History Alumna Mary-Ann Shantz Publishes Book on Canadian Nudist Movement

History Alumna Dr. Mary-Ann Shantz has just published a book with UBC Press: What Nudism Exposes: An Unconventional History of Postwar Canada.
Covering the history of the nudist movement in Canada, this book is based on her dissertation. (She completed her Ph.D. with the History Department in 2012, under the supervision of Prof. James Opp.)
About the Book:
What Nudism Exposes offers an original perspective on postwar Canada by situating the nudist movement within the broader social and cultural context and considering how nudist clubs navigated changing times.
As the nudist movement took root in Canada after the Second World War, its members advanced the idea that going nude and looking at the nude bodies of others satisfied natural curiosity, loosened the hold of social taboos, and encouraged mental health. By the 1970s, nudists increasingly emphasized the pleasurable aspects of their practice. Mary-Ann Shantz contends that throughout the postwar decades, nudists sought social approval as they engaged with contemporary concerns about childrearing, sexuality, public nudity, and the natural environment. Nudist clubs were committed to dissociating nudity from sexuality and to creating space for men, women, and children to socialize in the nude, extolling the movement as complementary with modern family life.
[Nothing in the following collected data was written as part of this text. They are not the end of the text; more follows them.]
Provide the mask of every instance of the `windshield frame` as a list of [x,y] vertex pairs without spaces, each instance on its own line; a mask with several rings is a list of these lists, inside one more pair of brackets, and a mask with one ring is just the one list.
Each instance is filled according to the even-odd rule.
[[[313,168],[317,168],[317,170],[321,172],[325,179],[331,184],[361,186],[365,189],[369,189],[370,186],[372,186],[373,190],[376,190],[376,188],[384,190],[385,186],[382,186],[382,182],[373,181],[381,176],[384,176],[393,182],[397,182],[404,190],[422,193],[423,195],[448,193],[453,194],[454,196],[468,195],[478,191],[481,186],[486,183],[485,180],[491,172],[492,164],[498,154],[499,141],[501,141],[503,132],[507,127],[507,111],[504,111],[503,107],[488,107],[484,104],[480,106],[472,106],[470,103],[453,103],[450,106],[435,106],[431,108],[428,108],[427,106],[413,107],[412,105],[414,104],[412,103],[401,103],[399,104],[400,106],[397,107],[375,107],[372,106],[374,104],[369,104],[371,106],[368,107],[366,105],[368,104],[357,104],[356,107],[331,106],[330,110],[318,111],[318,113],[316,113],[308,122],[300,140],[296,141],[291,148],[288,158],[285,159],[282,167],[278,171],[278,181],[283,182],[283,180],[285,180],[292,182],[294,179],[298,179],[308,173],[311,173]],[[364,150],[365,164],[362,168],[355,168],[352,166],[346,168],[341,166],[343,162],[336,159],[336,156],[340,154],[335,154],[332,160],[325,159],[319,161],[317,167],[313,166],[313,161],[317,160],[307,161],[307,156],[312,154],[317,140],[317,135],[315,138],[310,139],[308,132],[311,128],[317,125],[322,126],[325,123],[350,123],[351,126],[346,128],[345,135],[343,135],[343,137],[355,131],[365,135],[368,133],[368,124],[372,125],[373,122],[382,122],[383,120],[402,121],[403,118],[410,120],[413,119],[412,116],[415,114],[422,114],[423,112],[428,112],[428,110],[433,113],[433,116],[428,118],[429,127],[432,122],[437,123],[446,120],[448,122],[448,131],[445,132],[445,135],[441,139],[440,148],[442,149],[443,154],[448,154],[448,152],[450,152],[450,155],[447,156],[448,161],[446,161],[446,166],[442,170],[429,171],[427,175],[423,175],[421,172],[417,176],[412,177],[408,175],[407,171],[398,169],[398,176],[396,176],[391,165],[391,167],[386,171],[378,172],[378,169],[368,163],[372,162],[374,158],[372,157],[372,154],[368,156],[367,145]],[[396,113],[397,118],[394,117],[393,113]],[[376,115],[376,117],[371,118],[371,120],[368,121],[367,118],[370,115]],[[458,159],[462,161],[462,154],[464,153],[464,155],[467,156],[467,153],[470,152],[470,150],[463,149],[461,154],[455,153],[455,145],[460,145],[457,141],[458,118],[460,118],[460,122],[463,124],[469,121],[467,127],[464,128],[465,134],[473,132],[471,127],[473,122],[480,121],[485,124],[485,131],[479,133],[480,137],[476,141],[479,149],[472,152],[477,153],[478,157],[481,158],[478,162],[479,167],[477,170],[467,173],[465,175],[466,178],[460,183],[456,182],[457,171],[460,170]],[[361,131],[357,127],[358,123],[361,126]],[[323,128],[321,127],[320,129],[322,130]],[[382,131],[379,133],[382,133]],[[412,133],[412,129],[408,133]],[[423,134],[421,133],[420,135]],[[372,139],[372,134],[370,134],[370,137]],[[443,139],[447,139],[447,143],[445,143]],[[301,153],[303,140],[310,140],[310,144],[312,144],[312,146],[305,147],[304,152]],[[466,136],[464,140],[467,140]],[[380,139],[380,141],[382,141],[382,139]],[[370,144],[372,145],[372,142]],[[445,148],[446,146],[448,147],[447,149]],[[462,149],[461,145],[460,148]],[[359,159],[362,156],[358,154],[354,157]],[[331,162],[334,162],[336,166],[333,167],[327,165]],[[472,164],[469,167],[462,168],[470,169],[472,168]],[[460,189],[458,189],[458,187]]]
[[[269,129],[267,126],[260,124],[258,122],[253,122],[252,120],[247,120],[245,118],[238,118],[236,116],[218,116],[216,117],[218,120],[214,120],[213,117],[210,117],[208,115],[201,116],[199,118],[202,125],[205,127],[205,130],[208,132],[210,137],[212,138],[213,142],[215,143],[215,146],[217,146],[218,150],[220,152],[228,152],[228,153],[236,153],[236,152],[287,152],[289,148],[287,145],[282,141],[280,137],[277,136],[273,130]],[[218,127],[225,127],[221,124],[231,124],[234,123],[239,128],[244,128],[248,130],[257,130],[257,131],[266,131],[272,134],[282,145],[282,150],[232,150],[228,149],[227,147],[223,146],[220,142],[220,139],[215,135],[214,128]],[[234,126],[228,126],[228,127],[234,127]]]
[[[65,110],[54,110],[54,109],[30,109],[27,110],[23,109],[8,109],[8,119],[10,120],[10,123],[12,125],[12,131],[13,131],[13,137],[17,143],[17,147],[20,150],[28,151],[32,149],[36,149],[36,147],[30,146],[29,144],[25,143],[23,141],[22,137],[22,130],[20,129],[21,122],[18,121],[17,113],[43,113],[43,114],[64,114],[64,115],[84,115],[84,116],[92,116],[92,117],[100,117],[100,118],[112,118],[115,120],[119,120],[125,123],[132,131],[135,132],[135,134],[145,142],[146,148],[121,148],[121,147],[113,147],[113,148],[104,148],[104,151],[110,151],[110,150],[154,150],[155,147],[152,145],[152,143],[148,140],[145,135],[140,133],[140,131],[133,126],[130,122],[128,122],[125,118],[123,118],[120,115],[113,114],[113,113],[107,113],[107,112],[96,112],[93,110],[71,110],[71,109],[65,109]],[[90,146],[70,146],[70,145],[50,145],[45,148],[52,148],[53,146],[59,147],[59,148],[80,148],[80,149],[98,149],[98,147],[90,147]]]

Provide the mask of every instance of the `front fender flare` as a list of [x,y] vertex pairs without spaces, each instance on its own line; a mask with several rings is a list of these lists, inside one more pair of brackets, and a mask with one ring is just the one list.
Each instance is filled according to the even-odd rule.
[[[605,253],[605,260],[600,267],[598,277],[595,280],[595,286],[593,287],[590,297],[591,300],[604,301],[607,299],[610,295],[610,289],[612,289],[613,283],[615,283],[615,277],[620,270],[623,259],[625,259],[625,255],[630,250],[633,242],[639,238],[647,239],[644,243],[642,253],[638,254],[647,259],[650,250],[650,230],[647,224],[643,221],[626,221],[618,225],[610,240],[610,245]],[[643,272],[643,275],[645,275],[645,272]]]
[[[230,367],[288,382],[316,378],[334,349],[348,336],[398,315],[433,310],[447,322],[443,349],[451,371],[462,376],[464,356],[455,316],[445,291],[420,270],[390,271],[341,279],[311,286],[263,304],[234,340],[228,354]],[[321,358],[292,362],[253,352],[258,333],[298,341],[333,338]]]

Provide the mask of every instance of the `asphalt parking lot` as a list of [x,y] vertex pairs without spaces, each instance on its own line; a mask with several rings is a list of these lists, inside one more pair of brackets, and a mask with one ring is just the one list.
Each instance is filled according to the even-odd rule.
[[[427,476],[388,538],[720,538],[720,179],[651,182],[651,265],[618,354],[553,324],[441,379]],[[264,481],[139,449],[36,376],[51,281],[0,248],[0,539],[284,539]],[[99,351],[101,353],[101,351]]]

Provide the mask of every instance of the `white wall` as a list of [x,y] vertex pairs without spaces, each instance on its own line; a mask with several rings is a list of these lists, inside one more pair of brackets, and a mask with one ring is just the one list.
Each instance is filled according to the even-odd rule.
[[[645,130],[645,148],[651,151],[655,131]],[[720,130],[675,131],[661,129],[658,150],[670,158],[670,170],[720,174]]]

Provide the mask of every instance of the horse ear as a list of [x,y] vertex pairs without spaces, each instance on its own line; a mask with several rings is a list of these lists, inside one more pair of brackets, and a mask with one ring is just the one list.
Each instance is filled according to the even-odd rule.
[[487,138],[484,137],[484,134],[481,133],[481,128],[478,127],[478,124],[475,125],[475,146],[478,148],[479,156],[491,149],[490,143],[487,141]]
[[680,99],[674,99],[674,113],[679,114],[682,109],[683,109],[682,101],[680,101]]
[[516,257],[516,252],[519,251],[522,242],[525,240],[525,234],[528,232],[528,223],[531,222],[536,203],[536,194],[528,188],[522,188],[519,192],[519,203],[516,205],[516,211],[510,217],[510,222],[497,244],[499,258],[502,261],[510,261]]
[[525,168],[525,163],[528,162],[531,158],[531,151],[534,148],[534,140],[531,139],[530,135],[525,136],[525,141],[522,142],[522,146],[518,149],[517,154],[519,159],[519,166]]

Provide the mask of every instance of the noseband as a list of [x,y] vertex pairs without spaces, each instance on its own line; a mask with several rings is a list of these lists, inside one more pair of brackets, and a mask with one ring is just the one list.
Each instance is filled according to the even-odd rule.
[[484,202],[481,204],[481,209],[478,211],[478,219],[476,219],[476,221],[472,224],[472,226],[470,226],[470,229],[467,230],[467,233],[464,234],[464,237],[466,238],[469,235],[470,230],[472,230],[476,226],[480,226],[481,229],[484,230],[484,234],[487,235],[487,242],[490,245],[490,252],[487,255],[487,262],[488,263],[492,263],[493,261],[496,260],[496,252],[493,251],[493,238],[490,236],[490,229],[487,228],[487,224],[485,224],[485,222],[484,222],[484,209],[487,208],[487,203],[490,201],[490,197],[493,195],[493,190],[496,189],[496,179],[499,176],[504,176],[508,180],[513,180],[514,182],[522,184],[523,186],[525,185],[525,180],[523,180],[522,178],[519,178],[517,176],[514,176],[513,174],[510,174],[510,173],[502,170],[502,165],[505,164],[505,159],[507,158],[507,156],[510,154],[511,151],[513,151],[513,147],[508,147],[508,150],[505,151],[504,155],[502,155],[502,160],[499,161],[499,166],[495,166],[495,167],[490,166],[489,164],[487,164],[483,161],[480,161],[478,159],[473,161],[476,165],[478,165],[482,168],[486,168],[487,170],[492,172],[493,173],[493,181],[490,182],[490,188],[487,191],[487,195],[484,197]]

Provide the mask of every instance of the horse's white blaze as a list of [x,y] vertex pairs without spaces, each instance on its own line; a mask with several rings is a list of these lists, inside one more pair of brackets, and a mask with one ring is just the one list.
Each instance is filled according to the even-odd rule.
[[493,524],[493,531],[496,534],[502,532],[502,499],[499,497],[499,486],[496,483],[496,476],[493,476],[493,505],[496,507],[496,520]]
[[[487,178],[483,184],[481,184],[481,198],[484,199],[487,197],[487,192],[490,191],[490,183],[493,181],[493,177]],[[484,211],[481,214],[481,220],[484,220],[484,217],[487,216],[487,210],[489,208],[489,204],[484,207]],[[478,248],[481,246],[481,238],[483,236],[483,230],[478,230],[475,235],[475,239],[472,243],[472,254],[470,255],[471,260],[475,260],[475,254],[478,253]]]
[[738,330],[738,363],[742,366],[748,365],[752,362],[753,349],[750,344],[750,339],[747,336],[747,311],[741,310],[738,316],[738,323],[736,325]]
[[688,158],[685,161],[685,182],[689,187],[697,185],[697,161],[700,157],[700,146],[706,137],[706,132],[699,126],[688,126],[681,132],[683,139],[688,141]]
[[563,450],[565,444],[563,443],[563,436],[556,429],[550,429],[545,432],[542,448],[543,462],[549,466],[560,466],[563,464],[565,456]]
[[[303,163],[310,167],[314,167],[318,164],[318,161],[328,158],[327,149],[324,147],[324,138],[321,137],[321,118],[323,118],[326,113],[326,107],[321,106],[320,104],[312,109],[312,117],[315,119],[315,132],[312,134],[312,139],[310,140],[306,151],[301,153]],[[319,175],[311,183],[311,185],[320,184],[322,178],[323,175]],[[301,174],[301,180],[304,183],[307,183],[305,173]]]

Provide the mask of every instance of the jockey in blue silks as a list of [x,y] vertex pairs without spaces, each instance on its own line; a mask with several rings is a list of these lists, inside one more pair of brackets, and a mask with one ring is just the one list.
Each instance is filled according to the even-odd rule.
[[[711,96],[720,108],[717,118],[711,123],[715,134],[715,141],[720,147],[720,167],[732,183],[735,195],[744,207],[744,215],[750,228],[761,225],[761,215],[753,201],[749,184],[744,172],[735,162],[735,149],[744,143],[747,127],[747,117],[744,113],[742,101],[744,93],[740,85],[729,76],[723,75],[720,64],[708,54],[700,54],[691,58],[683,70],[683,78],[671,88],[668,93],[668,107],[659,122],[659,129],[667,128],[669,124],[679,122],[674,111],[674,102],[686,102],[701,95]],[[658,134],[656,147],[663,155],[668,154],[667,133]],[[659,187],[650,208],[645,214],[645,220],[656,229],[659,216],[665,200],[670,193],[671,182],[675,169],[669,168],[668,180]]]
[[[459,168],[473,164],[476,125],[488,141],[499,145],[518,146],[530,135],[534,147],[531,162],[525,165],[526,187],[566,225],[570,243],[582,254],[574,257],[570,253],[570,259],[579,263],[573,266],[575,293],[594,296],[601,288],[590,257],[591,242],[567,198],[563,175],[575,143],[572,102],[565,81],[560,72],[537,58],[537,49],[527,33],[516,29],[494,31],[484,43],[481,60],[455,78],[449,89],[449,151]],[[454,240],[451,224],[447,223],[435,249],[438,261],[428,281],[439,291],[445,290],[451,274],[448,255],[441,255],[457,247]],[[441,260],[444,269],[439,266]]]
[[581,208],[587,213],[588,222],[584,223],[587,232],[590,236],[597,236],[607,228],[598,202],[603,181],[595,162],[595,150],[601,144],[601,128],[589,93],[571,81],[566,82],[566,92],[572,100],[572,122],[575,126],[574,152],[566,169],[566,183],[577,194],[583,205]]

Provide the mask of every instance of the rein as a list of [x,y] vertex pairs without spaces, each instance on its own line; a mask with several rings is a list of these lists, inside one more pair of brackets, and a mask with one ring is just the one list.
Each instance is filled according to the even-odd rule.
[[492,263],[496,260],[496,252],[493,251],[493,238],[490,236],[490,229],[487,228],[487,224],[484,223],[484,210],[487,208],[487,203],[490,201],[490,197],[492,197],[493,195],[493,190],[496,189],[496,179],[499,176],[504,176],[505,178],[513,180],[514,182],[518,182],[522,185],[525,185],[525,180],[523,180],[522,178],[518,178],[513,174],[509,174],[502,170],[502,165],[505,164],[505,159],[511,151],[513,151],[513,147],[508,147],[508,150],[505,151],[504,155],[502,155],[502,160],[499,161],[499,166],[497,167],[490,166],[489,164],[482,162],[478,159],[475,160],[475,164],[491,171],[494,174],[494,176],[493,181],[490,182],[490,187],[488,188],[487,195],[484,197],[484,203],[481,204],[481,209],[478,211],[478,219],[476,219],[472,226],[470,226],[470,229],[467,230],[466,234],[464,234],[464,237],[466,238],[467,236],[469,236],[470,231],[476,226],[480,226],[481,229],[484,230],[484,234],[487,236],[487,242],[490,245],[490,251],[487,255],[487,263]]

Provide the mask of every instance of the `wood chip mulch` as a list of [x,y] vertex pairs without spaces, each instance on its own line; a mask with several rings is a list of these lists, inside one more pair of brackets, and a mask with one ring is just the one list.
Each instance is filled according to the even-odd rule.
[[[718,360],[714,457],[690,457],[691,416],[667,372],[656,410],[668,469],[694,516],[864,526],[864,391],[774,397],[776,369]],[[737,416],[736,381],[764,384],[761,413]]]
This perceptive, eminently readable book explains the perspectives of the nudist movement while questioning its assumptions, particularly the defence of nudity as natural. What nudism ultimately exposes is how the body figures at the intersection of nature and culture, the individual and the social, the private and the public.
This highly original work will find an audience among students and scholars of Canadian history and those more broadly interested in transnational histories of the body, gender and sexuality, and childhood. General readers of Canadian history and the history of the postwar period will also put it on their reading lists.
About the Author:
Mary-Ann Shantz is a historian, researcher, and project manager who lives in Edmonton, Alberta. She is a contributor to Contesting Bodies and Nation in Canadian History and has been published in Histoire sociale/Social History and the Journal of the History of Childhood and Youth.